Minister of Environment and Protected Areas Rebecca Schulz issued the following statement on the federal National Inventory Report on greenhouse gas emissions:
"As the National Inventory Report shows, Alberta's per-barrel emissions are in decline while energy demand continues to rise. In fact, even as oil and gas production increased in our province, our total emissions went down.
"This shows that the Alberta approach is working. Emissions are declining in oil and gas, and we're seeing major investments in hydrogen, nuclear, geothermal, carbon capture, utilization and storage (CCUS), and other innovative technologies needed for the future.
"We are a global leader in responsible energy development and could be doing even more if the federal government came to the table. We saw this on May 1, when Alberta's Capital Power had to stop its Genesee carbon capture and storage project because the project wasn't economically feasible due to lack of support from Ottawa. The blame for this lies entirely at the Prime Minister's feet.

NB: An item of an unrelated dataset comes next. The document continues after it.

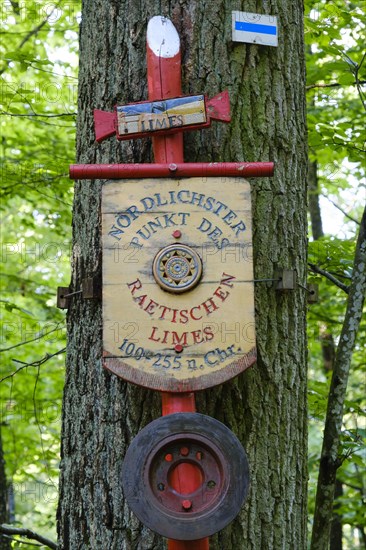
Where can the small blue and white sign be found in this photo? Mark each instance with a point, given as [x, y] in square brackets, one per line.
[254, 28]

"Ottawa has broken its promise to provide key CCUS investment tax credits and its promise to provide credits to help spur hydrogen, electricity and even more clean technology projects. They've also broken their promise to expand the Canada Growth Fund's range of Carbon Contracts for Difference. For other provinces, the federal government can, and has, moved quickly to support emissions reduction projects. However, when it comes to Alberta, we get only lip service, delays and bad policy creating massive investment uncertainty.
"Alberta is part of the solution, not the problem. We have the expertise and innovation necessary to meet the rising global energy demands. Only Prime Minister Justin Trudeau and Minister of Environment and Climate Change Steven Guilbeault would choose to increase energy production in high-polluting countries like China, Russia and India to meet global demands while devastating our economy and preventing jobs for Canadians.
"Alberta is reducing emissions, and we will achieve a carbon-neutral economy by 2050 by working with industry and pursuing an approach of innovation and technologies, not punitive rules and regulations."